But a desire to get fit and spar with a 60 year old overweight Thai man, who will not accept "No" for an answer, takes me to a backyard Bangkok gym once a week for Muay Thai training (Thai kickboxing).
Tucked away in a tiny, dead end soi (alley), there is nothing glamorous about the gyms surroundings. A tin shed houses a boxing ring, a few dilapidated punching bags and a mirrored wall. A nearby building is home to about 15 professional fighters. Their washing is usually scattered around the perimeter fencing, along with smelly gloves and strapping.
All the trainers are male (even the one with the fluorescent pink hairband). Some are juniors; yet to step into the ring for their first major bout. Others are accomplished pros. I am not, however, the only woman wearing gloves.
Atsuko and Takako are amazingly fit and dedicated fighters who come down regularly from Japan. Training and living costs are cheaper in Bangkok and there are more opportunities for a professional fight. The petite, demure stereotype of Japanese women flies out the window as you watch them in action.
Elsa, a Taiwanese aerobics instructor, has also spent a month at "my gym" honing up her skills, but has yet to come to blows in the crowded Rangsit Stadium where the female fights are held. You wont see me there though. I know for certain that I will just stick to my leisurely training.

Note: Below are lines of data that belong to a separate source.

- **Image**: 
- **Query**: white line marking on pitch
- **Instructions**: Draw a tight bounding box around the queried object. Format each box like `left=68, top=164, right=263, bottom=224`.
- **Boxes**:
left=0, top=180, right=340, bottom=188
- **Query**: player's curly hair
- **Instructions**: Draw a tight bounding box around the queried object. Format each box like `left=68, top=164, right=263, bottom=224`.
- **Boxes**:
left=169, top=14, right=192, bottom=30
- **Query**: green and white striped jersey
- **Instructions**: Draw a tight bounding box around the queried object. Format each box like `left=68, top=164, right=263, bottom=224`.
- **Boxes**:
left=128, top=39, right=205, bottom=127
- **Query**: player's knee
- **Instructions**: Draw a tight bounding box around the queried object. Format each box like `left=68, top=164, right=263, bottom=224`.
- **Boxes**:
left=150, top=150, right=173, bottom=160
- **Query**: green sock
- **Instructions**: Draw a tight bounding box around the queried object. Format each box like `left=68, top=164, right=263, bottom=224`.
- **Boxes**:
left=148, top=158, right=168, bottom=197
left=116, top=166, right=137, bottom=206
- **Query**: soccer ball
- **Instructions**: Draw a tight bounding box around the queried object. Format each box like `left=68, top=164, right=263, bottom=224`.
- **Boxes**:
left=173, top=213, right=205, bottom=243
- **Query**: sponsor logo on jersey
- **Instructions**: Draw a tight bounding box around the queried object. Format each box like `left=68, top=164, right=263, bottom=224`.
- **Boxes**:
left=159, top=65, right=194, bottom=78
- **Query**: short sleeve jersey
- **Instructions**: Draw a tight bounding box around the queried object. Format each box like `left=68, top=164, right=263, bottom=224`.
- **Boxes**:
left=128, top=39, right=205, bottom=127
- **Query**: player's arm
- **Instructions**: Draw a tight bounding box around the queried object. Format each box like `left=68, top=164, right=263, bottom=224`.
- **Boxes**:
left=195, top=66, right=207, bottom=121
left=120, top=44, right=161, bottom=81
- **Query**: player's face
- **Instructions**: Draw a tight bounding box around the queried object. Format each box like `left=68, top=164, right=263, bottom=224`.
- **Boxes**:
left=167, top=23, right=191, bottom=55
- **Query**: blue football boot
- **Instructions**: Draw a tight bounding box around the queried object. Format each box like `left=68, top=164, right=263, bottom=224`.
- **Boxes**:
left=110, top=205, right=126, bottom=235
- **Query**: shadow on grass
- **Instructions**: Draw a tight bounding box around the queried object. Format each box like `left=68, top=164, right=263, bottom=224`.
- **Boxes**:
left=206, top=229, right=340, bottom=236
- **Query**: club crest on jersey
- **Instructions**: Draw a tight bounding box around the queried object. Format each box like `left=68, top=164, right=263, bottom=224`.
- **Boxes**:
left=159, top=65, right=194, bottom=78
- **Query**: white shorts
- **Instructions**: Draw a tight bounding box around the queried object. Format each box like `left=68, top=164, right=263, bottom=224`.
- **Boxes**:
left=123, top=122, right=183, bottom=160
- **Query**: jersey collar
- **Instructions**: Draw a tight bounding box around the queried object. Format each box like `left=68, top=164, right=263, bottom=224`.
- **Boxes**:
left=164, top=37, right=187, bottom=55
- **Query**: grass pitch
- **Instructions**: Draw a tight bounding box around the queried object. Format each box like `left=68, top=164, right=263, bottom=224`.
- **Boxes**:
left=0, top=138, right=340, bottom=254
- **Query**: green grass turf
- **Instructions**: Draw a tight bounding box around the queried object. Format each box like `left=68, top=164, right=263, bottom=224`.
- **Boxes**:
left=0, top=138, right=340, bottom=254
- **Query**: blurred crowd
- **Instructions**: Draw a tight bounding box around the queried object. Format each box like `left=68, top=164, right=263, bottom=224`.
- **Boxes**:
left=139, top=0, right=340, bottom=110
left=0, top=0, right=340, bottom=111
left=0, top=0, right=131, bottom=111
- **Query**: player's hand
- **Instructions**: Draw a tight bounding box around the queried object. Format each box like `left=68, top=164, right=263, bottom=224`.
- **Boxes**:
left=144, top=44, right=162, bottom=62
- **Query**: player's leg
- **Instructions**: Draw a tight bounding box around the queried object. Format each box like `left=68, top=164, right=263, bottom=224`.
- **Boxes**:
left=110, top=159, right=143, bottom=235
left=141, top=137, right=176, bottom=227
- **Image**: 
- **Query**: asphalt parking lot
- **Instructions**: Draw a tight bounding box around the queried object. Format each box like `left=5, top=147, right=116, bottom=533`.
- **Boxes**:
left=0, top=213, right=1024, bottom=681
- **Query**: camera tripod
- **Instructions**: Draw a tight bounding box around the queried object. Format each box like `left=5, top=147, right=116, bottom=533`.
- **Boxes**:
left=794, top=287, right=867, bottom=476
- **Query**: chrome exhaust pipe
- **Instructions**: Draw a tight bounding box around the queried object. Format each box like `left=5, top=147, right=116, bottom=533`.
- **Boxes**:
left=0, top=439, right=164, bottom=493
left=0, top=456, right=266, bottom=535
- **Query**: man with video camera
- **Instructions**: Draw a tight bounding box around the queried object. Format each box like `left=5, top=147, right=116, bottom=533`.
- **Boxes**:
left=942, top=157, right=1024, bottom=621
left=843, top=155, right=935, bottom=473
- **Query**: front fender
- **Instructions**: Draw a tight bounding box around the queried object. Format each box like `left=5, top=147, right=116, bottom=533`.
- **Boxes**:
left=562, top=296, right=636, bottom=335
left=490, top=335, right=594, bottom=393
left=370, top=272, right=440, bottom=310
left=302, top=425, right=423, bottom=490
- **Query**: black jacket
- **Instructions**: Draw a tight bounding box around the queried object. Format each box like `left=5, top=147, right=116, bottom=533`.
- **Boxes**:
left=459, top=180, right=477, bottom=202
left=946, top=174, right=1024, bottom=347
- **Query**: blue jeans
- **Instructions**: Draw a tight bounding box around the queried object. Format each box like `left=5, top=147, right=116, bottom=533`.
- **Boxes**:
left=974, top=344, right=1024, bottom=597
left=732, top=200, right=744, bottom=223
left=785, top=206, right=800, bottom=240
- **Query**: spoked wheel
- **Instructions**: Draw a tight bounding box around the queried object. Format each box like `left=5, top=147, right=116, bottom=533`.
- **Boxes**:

So what makes Thai boxing more appealing to women than the Western Muhammad Ali version? Muay Thai is not just about throwing punches. High kicks come into play as well, hence the name kickboxing. The gloves and shorts may look the same as the mainstream Mike Tyson style boxing that the Western world, knows but the rules differ somewhat. Almost all of your opponents body is fair game! Headbutting isnt allowed, but striking with any other part of your body is fine.
Muay Thai is also considered a martial art. Think of it as a cross between Kung Fu and the popular Western aerobics workout Tai Bo.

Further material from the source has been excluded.